Quand Koffi Esaw endort les Togolais
Evangéliser, répandre la parole de Dieu pour le salut des âmes, ça n’a rien de mauvais. Au contraire, c’est une œuvre utile. Mais, quand cela vise d’autres objectifs, surtout des objectifs politiques et malsains, il y a de quoi être dépité.
Bien d’années déjà que les Togolais ploient sous la dictature du régime qui les régente depuis 1967. D’abord ce fut avec Eyadéma qui, pendant 38 ans, a dirigé le Togo d’une main de fer, pillant les ressources du pays avec ses collaborateurs et ne laissant qu’une infime partie aux Togolais. La situation économique déjà très précaire, s’est complètement détériorée après les années 90, surtout avec la rupture de la coopération de l’Union Européenne avec le Togo. La Pauvreté s’est accrue, la misère s’est répandue sur l’ensemble du territoire national. Ce n’est pas le problème d’Eyadéma qui passait de beaux jours dans son palais de Lomé II.
La mort finira par avoir raison de lui en 2005 et malgré sa venue dans des conditions catastrophiques, les Togolais avaient cru que son fils, Faure, ferait mieux. Ils se sont trompés. Le nouveau président s’est plutôt entouré d’une nouvelle équipe de pilleurs, mieux expérimentés que celle de son père. Résultats, aucun changement significatif sur le plan économique.

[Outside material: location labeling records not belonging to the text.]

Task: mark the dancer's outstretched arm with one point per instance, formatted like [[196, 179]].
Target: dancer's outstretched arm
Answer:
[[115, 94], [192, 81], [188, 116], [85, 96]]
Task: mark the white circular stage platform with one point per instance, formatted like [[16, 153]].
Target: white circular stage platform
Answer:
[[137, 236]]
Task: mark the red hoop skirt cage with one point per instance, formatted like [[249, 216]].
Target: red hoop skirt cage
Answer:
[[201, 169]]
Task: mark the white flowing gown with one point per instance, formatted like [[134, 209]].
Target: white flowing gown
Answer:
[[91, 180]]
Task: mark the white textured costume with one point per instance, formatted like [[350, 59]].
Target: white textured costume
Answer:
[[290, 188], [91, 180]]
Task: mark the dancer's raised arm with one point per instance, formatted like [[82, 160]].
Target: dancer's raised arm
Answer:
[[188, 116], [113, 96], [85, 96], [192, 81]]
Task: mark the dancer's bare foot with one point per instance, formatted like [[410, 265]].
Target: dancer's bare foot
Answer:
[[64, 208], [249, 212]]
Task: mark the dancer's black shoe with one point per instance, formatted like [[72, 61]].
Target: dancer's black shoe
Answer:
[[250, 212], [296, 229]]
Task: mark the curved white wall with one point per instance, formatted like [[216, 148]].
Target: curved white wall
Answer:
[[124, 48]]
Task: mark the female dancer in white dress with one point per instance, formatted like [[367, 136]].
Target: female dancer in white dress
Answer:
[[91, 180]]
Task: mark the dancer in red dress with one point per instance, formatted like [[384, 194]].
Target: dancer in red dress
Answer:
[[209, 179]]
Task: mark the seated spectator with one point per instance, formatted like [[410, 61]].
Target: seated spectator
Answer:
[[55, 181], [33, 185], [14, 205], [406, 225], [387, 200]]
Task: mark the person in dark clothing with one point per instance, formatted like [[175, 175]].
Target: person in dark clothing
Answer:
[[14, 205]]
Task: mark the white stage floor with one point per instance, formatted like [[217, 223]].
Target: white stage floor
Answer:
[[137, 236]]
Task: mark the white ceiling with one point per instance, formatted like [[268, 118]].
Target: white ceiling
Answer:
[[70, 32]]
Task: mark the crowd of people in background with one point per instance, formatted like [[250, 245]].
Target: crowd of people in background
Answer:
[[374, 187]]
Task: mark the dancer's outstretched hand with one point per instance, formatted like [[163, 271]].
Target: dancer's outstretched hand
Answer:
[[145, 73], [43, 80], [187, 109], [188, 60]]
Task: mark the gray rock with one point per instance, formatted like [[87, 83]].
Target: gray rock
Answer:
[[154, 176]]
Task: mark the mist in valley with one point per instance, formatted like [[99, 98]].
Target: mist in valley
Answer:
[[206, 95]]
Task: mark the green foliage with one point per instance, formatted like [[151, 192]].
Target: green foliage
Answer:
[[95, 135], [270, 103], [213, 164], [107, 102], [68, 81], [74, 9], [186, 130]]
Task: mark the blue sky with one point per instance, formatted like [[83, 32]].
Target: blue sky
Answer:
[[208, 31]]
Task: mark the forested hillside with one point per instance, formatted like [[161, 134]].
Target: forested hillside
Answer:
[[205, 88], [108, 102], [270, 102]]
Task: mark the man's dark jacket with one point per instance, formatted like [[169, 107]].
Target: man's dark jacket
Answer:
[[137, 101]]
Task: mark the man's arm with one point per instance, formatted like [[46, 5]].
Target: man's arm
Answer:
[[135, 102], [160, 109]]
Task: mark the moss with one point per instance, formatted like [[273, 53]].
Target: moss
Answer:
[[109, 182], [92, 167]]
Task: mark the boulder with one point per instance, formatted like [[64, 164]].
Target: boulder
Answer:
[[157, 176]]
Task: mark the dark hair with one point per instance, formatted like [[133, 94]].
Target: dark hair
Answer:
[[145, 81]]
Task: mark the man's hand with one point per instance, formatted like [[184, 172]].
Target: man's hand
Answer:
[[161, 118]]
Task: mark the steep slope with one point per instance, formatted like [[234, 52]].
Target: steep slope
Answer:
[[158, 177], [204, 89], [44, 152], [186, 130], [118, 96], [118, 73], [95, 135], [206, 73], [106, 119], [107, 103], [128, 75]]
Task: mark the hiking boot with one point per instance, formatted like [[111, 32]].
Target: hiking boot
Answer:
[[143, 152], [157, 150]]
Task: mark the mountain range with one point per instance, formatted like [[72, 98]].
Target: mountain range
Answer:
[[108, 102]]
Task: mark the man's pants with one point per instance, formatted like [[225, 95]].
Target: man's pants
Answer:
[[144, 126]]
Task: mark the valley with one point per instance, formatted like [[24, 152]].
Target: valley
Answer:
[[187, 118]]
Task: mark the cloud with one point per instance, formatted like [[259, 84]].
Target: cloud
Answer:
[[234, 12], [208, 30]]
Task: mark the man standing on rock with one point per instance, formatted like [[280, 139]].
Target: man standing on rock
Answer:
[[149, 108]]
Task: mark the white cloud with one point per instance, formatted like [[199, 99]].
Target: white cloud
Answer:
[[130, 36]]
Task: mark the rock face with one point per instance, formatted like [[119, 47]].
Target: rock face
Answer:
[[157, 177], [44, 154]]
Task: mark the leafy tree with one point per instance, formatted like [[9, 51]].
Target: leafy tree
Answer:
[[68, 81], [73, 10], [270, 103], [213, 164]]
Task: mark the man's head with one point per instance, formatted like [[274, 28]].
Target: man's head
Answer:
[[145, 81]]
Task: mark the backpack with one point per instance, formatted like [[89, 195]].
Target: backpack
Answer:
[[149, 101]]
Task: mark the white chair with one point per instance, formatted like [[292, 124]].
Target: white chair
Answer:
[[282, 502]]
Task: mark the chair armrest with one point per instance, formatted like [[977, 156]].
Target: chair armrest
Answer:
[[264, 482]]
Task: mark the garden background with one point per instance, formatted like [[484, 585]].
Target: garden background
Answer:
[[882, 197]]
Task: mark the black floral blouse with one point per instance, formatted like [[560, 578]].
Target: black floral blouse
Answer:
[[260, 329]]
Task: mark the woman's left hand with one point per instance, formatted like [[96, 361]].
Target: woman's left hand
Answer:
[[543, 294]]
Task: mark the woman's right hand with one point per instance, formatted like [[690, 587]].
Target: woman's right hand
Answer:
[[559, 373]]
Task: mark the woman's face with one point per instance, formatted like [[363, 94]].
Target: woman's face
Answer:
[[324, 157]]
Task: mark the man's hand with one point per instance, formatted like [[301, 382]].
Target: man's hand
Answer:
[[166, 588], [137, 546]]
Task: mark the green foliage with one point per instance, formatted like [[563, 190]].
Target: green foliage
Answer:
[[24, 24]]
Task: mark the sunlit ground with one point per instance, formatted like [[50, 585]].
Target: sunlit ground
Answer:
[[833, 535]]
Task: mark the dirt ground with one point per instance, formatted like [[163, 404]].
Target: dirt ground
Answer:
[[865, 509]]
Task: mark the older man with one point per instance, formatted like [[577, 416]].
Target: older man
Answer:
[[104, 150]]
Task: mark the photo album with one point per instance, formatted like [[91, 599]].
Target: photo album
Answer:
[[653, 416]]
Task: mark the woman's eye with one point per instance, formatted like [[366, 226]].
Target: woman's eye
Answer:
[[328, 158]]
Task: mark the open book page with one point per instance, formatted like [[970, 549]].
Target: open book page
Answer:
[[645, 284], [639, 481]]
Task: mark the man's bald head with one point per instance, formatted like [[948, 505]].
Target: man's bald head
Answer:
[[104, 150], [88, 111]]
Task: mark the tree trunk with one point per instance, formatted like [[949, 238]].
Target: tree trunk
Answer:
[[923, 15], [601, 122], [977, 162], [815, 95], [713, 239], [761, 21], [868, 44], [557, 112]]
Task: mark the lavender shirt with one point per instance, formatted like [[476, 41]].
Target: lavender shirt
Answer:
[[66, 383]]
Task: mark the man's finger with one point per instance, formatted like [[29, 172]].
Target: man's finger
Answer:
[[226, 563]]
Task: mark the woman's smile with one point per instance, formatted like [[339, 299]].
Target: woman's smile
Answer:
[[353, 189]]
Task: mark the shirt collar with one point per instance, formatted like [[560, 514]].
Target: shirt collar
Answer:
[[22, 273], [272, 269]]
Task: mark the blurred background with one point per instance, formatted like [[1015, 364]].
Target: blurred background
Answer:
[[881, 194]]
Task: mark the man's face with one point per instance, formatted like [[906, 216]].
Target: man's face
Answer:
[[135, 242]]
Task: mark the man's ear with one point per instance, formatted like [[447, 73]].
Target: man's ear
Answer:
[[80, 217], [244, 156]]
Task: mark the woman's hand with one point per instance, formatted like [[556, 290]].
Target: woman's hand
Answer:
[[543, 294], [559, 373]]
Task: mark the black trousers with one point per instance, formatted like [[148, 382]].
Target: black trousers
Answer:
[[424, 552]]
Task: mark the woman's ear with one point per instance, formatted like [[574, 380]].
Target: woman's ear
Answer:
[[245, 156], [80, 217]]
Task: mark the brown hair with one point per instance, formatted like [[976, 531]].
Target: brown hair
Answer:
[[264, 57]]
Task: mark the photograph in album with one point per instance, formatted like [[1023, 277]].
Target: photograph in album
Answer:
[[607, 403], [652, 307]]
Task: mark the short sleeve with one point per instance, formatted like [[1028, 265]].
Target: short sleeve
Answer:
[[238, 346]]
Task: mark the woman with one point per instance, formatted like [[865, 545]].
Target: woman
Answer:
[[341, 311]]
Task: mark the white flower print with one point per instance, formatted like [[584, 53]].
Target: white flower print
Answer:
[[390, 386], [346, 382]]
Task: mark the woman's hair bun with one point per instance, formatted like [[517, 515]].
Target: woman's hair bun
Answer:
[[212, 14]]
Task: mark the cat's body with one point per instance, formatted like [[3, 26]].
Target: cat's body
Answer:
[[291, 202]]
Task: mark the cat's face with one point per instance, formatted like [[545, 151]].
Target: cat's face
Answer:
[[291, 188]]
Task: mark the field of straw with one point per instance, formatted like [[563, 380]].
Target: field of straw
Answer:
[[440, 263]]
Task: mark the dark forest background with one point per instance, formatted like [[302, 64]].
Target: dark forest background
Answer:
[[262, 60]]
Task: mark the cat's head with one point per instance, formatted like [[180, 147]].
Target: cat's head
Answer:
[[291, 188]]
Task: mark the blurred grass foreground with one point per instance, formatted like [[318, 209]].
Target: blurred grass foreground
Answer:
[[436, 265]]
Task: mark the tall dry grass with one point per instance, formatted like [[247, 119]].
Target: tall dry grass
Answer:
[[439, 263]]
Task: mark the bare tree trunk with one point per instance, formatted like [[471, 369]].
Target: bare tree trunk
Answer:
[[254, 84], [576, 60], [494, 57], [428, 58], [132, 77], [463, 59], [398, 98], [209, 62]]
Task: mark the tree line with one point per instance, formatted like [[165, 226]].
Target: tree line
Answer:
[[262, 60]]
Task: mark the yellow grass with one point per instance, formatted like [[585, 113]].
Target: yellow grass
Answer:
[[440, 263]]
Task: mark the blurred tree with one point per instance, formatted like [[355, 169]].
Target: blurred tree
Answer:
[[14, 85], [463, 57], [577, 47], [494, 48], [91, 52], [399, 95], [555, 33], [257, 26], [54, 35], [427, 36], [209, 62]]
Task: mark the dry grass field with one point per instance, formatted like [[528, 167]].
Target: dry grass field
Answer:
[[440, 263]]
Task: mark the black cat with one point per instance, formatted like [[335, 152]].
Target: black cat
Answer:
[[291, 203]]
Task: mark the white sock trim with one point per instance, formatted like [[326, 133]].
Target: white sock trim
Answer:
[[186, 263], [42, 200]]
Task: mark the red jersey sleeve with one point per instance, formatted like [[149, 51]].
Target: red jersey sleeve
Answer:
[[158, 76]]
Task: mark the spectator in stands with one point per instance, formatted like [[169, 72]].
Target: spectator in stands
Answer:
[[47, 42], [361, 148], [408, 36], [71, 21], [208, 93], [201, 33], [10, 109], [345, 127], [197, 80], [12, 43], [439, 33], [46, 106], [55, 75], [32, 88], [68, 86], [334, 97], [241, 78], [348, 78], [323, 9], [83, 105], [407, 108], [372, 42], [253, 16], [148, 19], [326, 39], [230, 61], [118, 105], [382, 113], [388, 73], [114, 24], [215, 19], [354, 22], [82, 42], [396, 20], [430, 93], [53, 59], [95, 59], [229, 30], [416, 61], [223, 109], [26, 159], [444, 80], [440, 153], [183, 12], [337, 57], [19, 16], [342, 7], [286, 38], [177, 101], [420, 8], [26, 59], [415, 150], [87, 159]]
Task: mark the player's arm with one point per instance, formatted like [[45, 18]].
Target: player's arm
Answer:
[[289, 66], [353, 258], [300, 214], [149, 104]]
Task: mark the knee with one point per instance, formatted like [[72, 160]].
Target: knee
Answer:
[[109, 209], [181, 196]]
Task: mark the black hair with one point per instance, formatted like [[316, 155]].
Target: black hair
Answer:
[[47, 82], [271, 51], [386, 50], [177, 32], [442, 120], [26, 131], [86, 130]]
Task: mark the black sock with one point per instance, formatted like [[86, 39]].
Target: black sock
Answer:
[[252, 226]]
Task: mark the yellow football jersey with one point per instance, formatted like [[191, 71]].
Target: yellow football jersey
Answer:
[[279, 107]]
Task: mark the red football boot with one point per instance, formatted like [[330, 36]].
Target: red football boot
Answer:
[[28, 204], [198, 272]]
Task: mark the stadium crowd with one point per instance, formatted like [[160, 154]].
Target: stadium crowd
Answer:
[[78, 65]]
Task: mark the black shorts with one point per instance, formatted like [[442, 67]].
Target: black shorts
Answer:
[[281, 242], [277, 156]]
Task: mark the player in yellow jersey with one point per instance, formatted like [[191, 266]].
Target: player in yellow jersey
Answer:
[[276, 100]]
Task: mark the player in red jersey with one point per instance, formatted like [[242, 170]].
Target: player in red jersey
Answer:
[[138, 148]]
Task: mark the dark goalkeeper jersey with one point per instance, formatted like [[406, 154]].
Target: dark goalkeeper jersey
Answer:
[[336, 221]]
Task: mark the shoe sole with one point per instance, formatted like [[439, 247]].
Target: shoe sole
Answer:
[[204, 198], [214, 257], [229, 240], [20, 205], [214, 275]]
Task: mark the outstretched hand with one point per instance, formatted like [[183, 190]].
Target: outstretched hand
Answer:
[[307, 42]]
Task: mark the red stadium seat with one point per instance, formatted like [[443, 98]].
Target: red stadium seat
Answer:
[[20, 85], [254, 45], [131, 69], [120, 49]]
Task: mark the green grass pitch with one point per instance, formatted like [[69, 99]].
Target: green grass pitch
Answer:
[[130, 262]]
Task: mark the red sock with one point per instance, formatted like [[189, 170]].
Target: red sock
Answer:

Pire, la situation a empiré, surtout avec le contexte de vie chère. Les Togolais n’avaient plus qu’une seule alternative, se tourner vers Dieu en qui ils trouvent la tranquillité et la paix du cœur en dépit de leurs difficultés quotidiennes. Et tout porte à croire que c’est cette opportunité que voudrait saisir Koffi Esaw à travers ses croisades d’évangélisation. En profiter pour endormir les Togolais et éviter qu’ils ne se révoltent contre le système qui les régente.
Si l’homme se « drogue » par la religion, dit Marx, c’est finalement pour oublier sa misérable condition. Il idéalise alors un ailleurs ; un autre monde où la vie serait meilleure. Et pour Marx, ceci représente un véritable danger. Car, d’une part, en se donnant à la religion, l’homme ne pense plus à son accomplissement sur Terre. Il oublie la finalité de la vie et se détourne aussi du sentiment de révolte, avec la certitude que le vrai bonheur l’attend ailleurs, dans le monde céleste. La religion serait finalement un moyen, une force qui permettrait incontestablement de réduire les rancœurs du peuple pour ses dirigeants corrompus.
La Religion est un tranquillisant très bénéfique pour le régime. Voilà pourquoi il laisse foisonner des églises partout sur le territoire national et surtout à Lomé. Des églises qu’on ouvre dans des maisons et des garages et qui exercent sans même recevoir l’agrément de l’Etat, en toute pollution sonore.